BLACKHOUSE – Hope Like A Candle/ Five Minutes After I Die (Neuauflage) (CD)

„Funk that shit!“ brüllt eine verzerrte Stimme aus den Boxen, während ein monoton breiiger Rhythmus mich und die umstehende Tanzgemeinde in Richtung Ektase peitscht. Immer wieder: „I believe in a world without God“. Dem 16jährigen Neuexistenzialistengruftie geht das Messer in der Hose auf. Eine Mischung aus Schweiß und pubertärem Hormoncocktail fliegt fröhlich mit jeder Bewegung durch den Raum. Unbeeindruckt einhämmernde Stroboskope braten mir die Synapsen. Meine erste Begegnung mit BLACKHOUSE – und ein fieser Hörfehler obendrein. Obige Zitate waren Wunschgedanken. Wer konnte schon ahnen, dass BRIAN LADD es in vielen seiner Texte um eine positive Auseinandersetzung mit dem Christentum ging? Christlich beeinflusster Industrial war mir (wie so vieles) neu. Auch heute fällt mir jenseits von MENTAL DESTRUCTION nicht viel mehr zu diesem Thema ein. Als ich dann ein Jahr später „Hope Like A Candle“ in der Hand hielt, waren auch die letzten Zweifel beiseite geschoben. Der meinte es ja ernst! „Christ ist the Hope of man“ war zwar keine Botschaft, die mich tief berühren sollte, der Track mit dieser netten Zeile hingegen schon.
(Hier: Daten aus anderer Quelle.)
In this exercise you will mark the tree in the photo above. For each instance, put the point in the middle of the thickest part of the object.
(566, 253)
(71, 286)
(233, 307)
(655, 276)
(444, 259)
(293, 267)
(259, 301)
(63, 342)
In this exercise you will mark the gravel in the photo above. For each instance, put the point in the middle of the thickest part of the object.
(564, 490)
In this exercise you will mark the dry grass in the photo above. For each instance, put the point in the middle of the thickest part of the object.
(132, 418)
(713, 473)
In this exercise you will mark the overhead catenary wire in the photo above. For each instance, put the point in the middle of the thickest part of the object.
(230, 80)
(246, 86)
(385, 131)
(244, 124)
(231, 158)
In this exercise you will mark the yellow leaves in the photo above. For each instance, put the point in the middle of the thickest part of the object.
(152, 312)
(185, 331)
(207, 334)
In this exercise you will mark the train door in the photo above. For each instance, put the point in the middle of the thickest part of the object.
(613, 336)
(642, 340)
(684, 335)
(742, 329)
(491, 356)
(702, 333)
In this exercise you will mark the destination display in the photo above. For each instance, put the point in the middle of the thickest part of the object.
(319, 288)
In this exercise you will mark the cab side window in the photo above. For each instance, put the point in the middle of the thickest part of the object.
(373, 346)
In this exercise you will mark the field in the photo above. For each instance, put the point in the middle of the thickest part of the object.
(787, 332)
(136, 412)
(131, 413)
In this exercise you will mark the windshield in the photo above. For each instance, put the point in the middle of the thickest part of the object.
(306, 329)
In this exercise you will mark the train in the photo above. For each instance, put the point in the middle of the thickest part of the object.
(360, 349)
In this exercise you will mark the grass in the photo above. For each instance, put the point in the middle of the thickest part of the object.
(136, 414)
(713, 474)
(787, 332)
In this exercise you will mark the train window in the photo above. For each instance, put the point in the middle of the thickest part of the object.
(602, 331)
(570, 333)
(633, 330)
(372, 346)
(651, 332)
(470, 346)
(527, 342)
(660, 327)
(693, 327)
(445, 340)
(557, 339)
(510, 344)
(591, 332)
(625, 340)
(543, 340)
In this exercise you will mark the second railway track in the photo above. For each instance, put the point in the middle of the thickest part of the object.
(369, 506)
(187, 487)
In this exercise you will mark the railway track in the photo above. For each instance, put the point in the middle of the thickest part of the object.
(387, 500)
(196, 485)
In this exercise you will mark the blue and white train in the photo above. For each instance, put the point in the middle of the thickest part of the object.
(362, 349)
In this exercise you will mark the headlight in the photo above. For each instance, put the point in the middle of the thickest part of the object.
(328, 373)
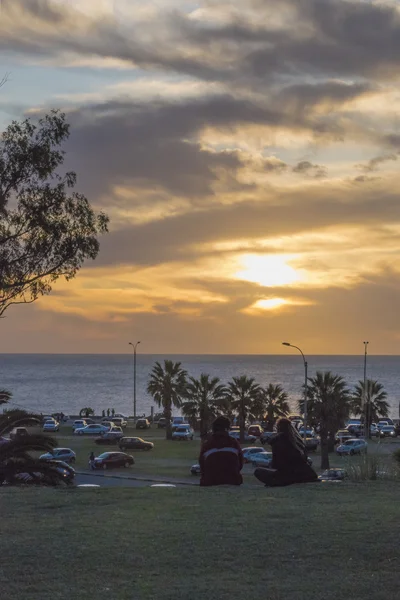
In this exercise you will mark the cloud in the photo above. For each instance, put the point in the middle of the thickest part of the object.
(306, 167)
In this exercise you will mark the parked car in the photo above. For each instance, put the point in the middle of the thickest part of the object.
(51, 425)
(312, 443)
(249, 453)
(93, 429)
(342, 435)
(266, 436)
(109, 460)
(110, 437)
(64, 454)
(143, 424)
(130, 443)
(18, 432)
(385, 421)
(184, 432)
(387, 431)
(310, 432)
(250, 439)
(262, 459)
(195, 469)
(352, 446)
(256, 430)
(332, 474)
(119, 421)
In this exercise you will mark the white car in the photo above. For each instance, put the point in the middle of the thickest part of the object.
(353, 446)
(183, 433)
(93, 429)
(250, 453)
(64, 454)
(262, 459)
(51, 425)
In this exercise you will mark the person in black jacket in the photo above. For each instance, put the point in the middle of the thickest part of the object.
(289, 458)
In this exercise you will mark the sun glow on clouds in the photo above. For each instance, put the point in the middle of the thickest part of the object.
(267, 270)
(273, 304)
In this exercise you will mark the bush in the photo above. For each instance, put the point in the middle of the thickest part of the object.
(396, 456)
(372, 468)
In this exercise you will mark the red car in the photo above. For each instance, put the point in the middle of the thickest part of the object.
(256, 430)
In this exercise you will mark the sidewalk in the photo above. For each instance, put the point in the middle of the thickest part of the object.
(150, 478)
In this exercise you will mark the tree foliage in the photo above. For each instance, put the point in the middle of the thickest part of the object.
(328, 406)
(47, 230)
(167, 385)
(376, 404)
(16, 459)
(205, 400)
(242, 393)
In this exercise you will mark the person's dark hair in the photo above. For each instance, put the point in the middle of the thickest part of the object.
(221, 424)
(285, 426)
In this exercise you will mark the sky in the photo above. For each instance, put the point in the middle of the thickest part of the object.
(247, 155)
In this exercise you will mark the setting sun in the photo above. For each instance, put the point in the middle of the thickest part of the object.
(267, 270)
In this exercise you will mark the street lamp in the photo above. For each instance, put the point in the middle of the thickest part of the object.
(365, 403)
(305, 387)
(134, 346)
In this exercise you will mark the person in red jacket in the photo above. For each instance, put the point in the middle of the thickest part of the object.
(221, 458)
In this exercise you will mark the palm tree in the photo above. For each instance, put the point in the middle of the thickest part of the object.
(275, 404)
(15, 455)
(205, 399)
(329, 405)
(376, 404)
(167, 385)
(242, 394)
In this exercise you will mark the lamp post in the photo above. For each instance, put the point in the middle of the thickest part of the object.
(305, 387)
(134, 346)
(365, 403)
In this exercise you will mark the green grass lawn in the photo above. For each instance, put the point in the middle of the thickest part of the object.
(173, 459)
(307, 542)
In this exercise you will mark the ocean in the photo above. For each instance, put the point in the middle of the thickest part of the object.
(68, 382)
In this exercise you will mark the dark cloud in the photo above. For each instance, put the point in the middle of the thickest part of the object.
(374, 163)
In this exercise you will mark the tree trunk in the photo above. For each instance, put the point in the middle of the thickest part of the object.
(242, 418)
(168, 416)
(324, 450)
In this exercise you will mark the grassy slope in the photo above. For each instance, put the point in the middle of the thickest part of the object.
(314, 542)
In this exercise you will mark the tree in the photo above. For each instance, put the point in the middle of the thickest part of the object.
(167, 385)
(86, 412)
(274, 401)
(376, 404)
(328, 406)
(46, 229)
(15, 455)
(205, 399)
(242, 393)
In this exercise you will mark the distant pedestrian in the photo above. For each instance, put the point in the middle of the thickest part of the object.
(91, 460)
(221, 458)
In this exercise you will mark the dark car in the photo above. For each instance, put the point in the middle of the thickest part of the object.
(110, 437)
(110, 460)
(135, 444)
(18, 432)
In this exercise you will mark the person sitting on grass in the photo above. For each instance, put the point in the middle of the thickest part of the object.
(289, 459)
(221, 458)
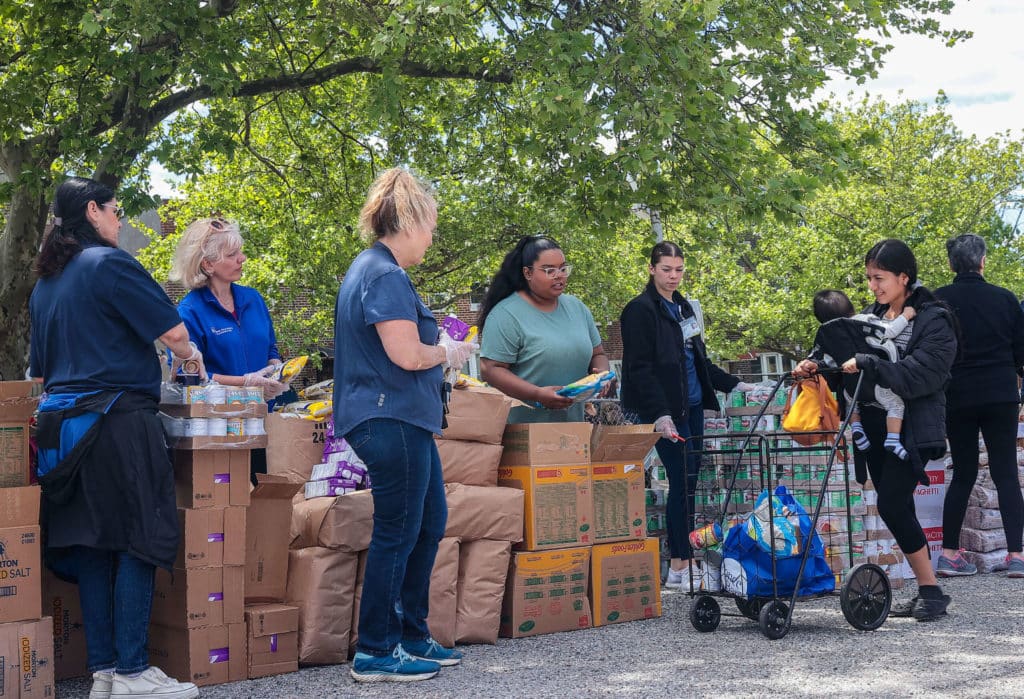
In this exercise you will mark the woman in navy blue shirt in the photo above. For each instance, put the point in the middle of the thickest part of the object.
(387, 403)
(109, 509)
(228, 322)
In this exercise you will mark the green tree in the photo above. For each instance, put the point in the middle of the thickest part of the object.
(679, 89)
(924, 181)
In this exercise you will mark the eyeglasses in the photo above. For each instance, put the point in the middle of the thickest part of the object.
(552, 272)
(118, 210)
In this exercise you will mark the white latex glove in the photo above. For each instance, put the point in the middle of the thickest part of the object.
(667, 427)
(271, 388)
(196, 355)
(457, 353)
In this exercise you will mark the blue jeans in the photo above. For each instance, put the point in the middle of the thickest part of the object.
(679, 511)
(116, 592)
(410, 515)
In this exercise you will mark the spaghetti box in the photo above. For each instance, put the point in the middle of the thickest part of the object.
(546, 444)
(16, 408)
(617, 480)
(545, 593)
(20, 569)
(211, 537)
(625, 581)
(273, 640)
(199, 597)
(211, 655)
(27, 659)
(215, 478)
(558, 506)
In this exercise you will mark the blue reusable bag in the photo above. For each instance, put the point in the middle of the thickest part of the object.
(747, 564)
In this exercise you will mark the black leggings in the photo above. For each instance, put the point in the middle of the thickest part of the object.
(997, 423)
(895, 481)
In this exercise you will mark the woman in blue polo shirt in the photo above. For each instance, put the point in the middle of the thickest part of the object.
(228, 322)
(387, 403)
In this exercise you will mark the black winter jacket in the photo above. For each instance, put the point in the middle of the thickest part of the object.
(920, 378)
(992, 342)
(654, 381)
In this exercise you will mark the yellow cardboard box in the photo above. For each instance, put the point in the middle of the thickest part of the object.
(558, 507)
(546, 592)
(626, 581)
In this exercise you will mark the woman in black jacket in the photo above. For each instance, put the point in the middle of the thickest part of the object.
(982, 397)
(928, 348)
(668, 380)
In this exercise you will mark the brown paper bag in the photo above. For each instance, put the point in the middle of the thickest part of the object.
(322, 584)
(483, 565)
(476, 512)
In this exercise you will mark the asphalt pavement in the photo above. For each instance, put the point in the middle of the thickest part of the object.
(975, 651)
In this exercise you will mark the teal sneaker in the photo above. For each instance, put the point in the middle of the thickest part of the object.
(431, 650)
(399, 666)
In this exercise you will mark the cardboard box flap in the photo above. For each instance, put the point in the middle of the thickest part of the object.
(622, 442)
(274, 487)
(19, 507)
(271, 618)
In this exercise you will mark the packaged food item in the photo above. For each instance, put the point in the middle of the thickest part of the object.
(329, 487)
(588, 387)
(324, 389)
(288, 370)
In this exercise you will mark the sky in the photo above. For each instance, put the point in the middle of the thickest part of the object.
(983, 77)
(980, 76)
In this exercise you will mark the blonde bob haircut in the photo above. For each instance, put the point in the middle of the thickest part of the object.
(204, 241)
(396, 201)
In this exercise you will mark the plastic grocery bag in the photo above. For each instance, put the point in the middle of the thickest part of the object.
(747, 561)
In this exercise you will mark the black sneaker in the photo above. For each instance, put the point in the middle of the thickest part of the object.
(929, 610)
(903, 609)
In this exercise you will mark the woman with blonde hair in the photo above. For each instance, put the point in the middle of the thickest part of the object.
(228, 322)
(387, 403)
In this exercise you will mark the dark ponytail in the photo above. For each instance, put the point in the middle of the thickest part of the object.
(509, 278)
(72, 230)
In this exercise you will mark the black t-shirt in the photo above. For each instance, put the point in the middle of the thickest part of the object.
(94, 323)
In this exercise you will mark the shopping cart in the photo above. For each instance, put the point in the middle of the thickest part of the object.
(735, 469)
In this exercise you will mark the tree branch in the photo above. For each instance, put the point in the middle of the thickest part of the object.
(287, 82)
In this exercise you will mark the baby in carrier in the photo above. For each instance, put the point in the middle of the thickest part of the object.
(842, 335)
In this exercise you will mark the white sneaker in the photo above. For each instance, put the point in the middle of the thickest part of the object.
(679, 579)
(101, 683)
(153, 683)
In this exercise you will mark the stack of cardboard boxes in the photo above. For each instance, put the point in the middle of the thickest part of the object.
(586, 559)
(26, 636)
(198, 627)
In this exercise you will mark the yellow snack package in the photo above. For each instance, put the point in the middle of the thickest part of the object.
(290, 368)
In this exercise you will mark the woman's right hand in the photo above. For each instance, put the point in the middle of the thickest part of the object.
(805, 368)
(549, 398)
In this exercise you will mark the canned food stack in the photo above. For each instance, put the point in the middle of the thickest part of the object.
(27, 638)
(198, 626)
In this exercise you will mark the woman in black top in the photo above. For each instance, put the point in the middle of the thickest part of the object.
(982, 396)
(927, 350)
(668, 380)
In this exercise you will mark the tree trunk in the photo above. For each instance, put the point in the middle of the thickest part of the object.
(24, 224)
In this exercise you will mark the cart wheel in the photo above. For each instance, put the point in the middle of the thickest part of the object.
(705, 613)
(750, 608)
(865, 597)
(774, 619)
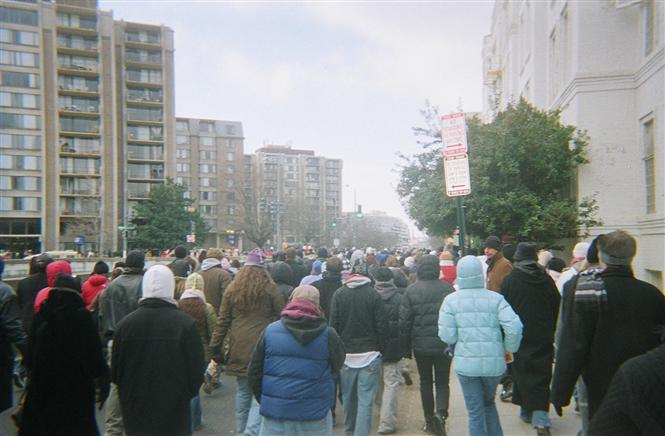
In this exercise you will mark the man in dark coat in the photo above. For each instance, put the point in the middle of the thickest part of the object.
(534, 297)
(358, 315)
(330, 282)
(418, 325)
(157, 361)
(614, 317)
(64, 361)
(29, 287)
(11, 332)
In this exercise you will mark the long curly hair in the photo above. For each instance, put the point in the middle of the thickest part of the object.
(247, 291)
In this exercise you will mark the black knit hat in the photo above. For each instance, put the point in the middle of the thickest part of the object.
(493, 242)
(526, 251)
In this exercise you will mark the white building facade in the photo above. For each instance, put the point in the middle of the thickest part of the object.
(602, 64)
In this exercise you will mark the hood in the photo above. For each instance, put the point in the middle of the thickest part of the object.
(304, 329)
(356, 281)
(281, 272)
(386, 289)
(531, 272)
(470, 273)
(55, 268)
(210, 262)
(428, 268)
(159, 282)
(97, 280)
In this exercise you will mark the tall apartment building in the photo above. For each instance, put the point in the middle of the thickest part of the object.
(304, 192)
(210, 161)
(87, 116)
(602, 64)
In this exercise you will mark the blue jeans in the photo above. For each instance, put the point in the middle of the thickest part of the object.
(537, 418)
(359, 387)
(276, 427)
(248, 419)
(195, 406)
(479, 393)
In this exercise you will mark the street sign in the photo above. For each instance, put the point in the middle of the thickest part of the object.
(458, 177)
(453, 134)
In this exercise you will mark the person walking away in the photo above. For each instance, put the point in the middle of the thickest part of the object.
(283, 276)
(614, 317)
(193, 303)
(393, 349)
(119, 299)
(357, 313)
(95, 283)
(157, 361)
(291, 371)
(498, 267)
(65, 363)
(485, 331)
(250, 303)
(418, 325)
(533, 296)
(216, 278)
(27, 289)
(11, 333)
(181, 266)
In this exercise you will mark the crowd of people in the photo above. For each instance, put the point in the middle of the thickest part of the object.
(301, 333)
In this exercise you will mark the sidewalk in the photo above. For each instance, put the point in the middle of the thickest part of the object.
(411, 418)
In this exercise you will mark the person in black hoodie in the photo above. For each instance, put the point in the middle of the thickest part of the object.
(393, 349)
(615, 317)
(534, 297)
(330, 282)
(282, 274)
(418, 326)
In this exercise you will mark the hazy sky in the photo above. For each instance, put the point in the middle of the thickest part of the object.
(345, 79)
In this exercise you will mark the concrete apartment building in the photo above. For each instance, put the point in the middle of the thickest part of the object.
(602, 64)
(303, 192)
(87, 116)
(209, 160)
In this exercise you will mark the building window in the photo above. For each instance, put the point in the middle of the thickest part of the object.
(649, 166)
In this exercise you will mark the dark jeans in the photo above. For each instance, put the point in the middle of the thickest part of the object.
(434, 370)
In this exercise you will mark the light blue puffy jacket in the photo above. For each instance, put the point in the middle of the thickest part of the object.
(472, 318)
BLACKHOUSE ist ein Kuriosum und deckt (ungewollt) auf, dass wir subversiv-subkulturell-counterculteresk durch die Gegend wankenden (pun intended) Industrial-Fans letztlich auch nur Style over Substance setzen. Anders kann ich mir die zu BLACKHOUSE indifferent durch die Gegend wankenden Neuheiden, Satanisten und Atheisten nicht erklären, die ihre Pentagramme und Dawkins-Gedächtnismünzen im Gleichschritt zu „The Answer is Jesus…“ durch die Gegend werfen. Das ist bei genauerem Nachdenken so kontraintuitiv wie Neofolk-Fans beim Abfeiern von „Die Sache Jesu braucht begeisterte“. „Style“ hat BLACKHOUSE im Überfluss. LADDs Sound mit dem ganzen übersteuerten irgendwie ungesund klingendem Equipment, rumpelnden Rhythmus-Sequenzen und dumpf-krachigen Stimmeffekten ist unverwechselbar, kurzweilig, ungebügelt und direkt. „In your face“ würde ein englischer Kollege jetzt schreiben. Das liegt natürlich auch daran, dass die meisten Tracks (angeblich) live eingespielt sind, so ist das Endergebnis auch letztlich improvisiert und roh. Die ersten drei Alben „Pro-Life“ (1984), „Hope like a Candle“ (1985) und „Five Minutes After I Die“ (1986) gehören mit Recht in jede Industrial-Sammlung. Sie zählen zu den Sternstunden der zweiten Welle der Industrial Music. Dank einer Neuauflage der DARK VINYL-Ausgaben sind zumindest Nummer zwei und drei wieder erhältlich. Anders als bei der Wiederveröffentlichung von „Holy War“ bei KLANGGALERIE wurden Sound und Artwork der ursprünglichen Rereleases von 1993 beibehalten. Beide CDs sind so gesehen doppelte Zeitreisen: Sound aus den 80er Jahren im Gewand der technischen Möglichkeiten gestalterischer Spielereien der frühen 90er Jahre. Vor allem der CD-Aufdruck von „Five Minutes after I Die“ lässt leichte Nostalgie aufkommen.

„Hope like A Candle“ (CD)

Im gleichen Jahr wie „Pro-Life“ veröffentlichte LADD „Hope Like A Candle“ als Tape über sein hauseigenes Label LADD-FRITH und bedeutete gleichzeitig den ersten großen Sprung seiner Bandgeschichte, denn kurz darauf wurde das Album beim amerikanischen Kultlabel RRRecords als LP als „Hope“ neu aufgelegt. Sieben Jahre später folgte dann die Neuauflage als LP und – erstmals CD – bei DARK VINYL. 2010 kam dann zum BLACKHOUSE-Geburtstag eine Neuauflage via M-TRONIC unter dem Titel „25th Years Anniversary + Hope“ mit Remixen, Kollaborationen und dem „Hope“ in Form einer schnieken Doppel-CD. Nun also die Nachpressung der 1992er Version. „Hope Like A Candle“ bietet dreckig-funkige Rhythmik mit fiesen Übersteuerungen, verrauschten Textpassagen zum Mitschreien gegossen in Ohrwürmer wie „Roger Wasn´t…“, das wüst wütende „What do you know about me“, „Mercy Seat“ oder… ich führe jetzt nicht das ganze Album an. Für viele Künstler ein wichtiges Referenzwerk, das die ganze abgestandene PowerElectronics-Wutorgie der letzten Jahre auch noch 2013 alt und dröge aussehen lässt. Die Essenz des BLACKHOUSE-Sounds.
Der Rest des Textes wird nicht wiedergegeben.